Thiruvananthapuram, March 26 (IANS) Newspaper readers in India's most literate state have taken up distribution of newspapers in many places in the wake of the week-old strike by newspaper agents.
The agents, led by the Coordination Committee of Newspaper Agents' Unions of Kerala, are currently on an indefinite strike demanding a hike in trade discount from the current 28 percent to 50 percent of the cover price of the newspaper and additional service charge for pull-outs and supplements.
Barring the capital district and Kollam, the normal distribution of newspapers to homes at dawn has stopped, leaving many an avid newspaper reader uncomfortable.
The strike is sponsored by unions affiliated to the Communist Party of India-Marxist (CPI-M)'s trade union wing CITU and they have excluded party organs from the strike.

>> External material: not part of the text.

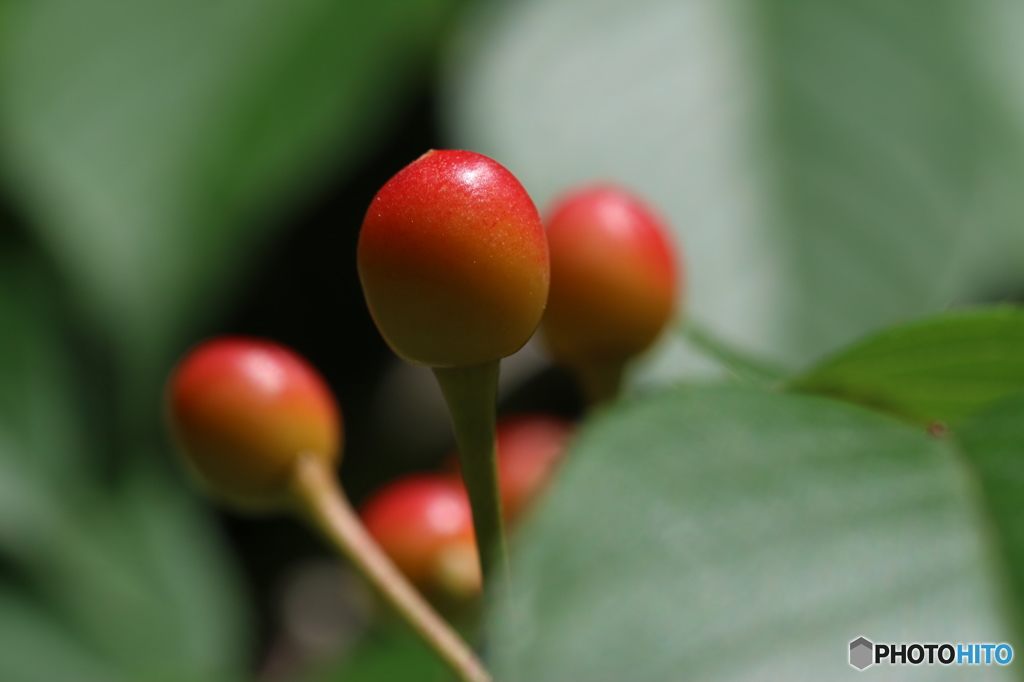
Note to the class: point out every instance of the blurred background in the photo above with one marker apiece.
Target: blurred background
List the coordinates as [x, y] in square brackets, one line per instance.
[172, 170]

'This is distressing ordinary people who depend on the newspaper for numerous needs, especially to convey the news of death. It is strange that the agents are continuing to distribute party organs. What sort of strike is this? We have decided to come out and start distributing papers. Let us see who will stop us,' said an angry group of people who gathered at a town near Kottayam.
In Thrissur, officials at the Taluk Office Monday took to distributing the newspapers before their office started.
In Wadakancherry near Thrissur, the police arrested two people who prevented an official of a leading newspaper organisation from distributing newspapers.
Near Chief Minister Oommen Chandy's home in Kottayam, the police arrested three persons who prevented people from distributing newspapers. Later, the arrested were released on bail.
In Pakkil near Kottayam, the St Theresa's Church decided to take up the distribution of newspapers through a church-based organisation.
The parish vicar, Fr Alex Kochad gave the first copy to a local village council member Monday.
Meanwhile the Kerala high court served notices to the state government and agents.
The court asked the state government Monday to let it know what steps it had taken to deal with the strike.
Meanwhile, with the papers not reaching the homes, many of the advertisers also are reluctant to put out any advertisements because they may not reach the desired sections.
Various newspaper organisations have started to give newspapers free of cost to those who come to their office.
But when they saw that a section of people were misusing this facility, they started to give the newspapers at a cost less the agents' commission.
Kerala Labour Minister Shibu Baby John has called a meeting with the agents Monday evening to see what can be done to end the strike.